To Dregan, good OPSEC (operational security) meant following these necessary formalities. There was a saying an old veteran and mentor back home used to recite that best described who he was before, during, and after the Great Fall—as he and others in the community called the rapid worldwide spread of Omega and the even faster fall of law and order. There are three types of people in the world: sheep, wolves, and sheepdogs. The sheep cower when confronted with danger, accepting their demise with a banal indifference. The wolves—murderers, rapists, thieves, and child molesters—are the predators who take advantage of the sheep. Then, young Dregan, there’s me and the men like me who are the sheepdogs, the man had said at the time. We were born with an innate ability to harness and channel aggression. We feel the need to protect the flock from predators, the wolves. You’ll know who you are early in life, Alexander. What he said next eventually started Dregan on a quest to prove him wrong. It isn’t necessarily imbued through training or experience. It’s a feeling ... Dregan remembered the man saying while tapping a finger firmly on his breastbone. And as he sat in the truck thousands of miles from where it took place, he remembered the moment as if it had happened yesterday. He recalled the fragrant flowers blooming next to the parade grounds. Heard the Hind helicopter beating the air far off in the distance.
Yes, though softened around the edges over the years, Dregan was still one of them. And this old sheepdog missed the man who had taught him so much. He wondered if Yuri had ridden out the Great Fall, thinking maybe the old warhorse, a foot shorter and twenty years older, had found an island off the Crimean Peninsula and was surviving just like him.
With the memory of his friend fading back into the ether, a burst of static followed by a voice requesting the password came from the radio’s speaker.
Dregan keyed the CB to talk. “Jack,” he said with a wan smile.
“Jill,” came the scratchy reply.
Jack and Jill, thought Dregan. Easy enough to remember, but not as clever as yesterday’s Bart and Lisa.
Dregan set the radio aside and drove down the slight decline, past a copse of stunted trees, and caught sight of the south gate, which was nothing more than a Jackson County school bus, all thirty feet of its passenger compartment filled to the windows with hardened concrete. Through the mesh screen covering the front passenger window he saw movement and then slowly the bus reversed to create an opening just wide enough for the Blazer to pass through.
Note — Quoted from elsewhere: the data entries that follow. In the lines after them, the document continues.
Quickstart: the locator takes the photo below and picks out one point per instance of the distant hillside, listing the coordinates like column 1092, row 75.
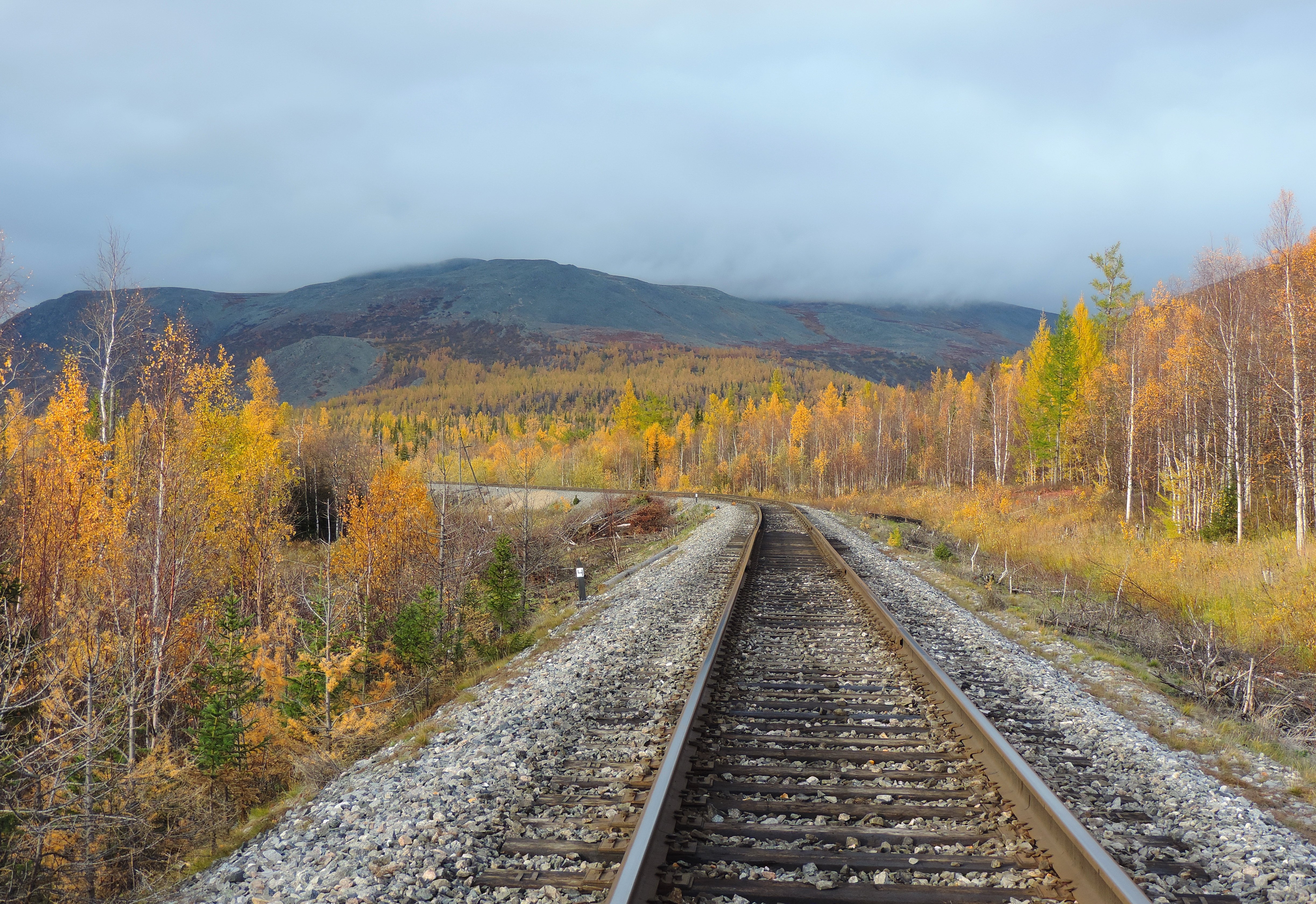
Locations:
column 328, row 339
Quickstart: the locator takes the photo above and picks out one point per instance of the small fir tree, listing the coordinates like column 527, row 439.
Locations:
column 503, row 586
column 225, row 689
column 1225, row 522
column 417, row 632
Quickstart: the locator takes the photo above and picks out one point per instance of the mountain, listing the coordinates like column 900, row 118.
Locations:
column 328, row 339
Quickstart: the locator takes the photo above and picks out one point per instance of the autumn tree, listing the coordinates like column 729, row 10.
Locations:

Parked inside the entry, flanking the narrow road was a pair of desert-tan Humvees sprouting turret-mounted machine guns. A dozen men milled about, their reflections rippling in the Hummers’ green-tinted blast-resistant glass.
Dregan saw a knot of men clothed in civilian attire standing next to a copse of firs. Two of them were smoking and all were carrying carbines slung over their shoulders.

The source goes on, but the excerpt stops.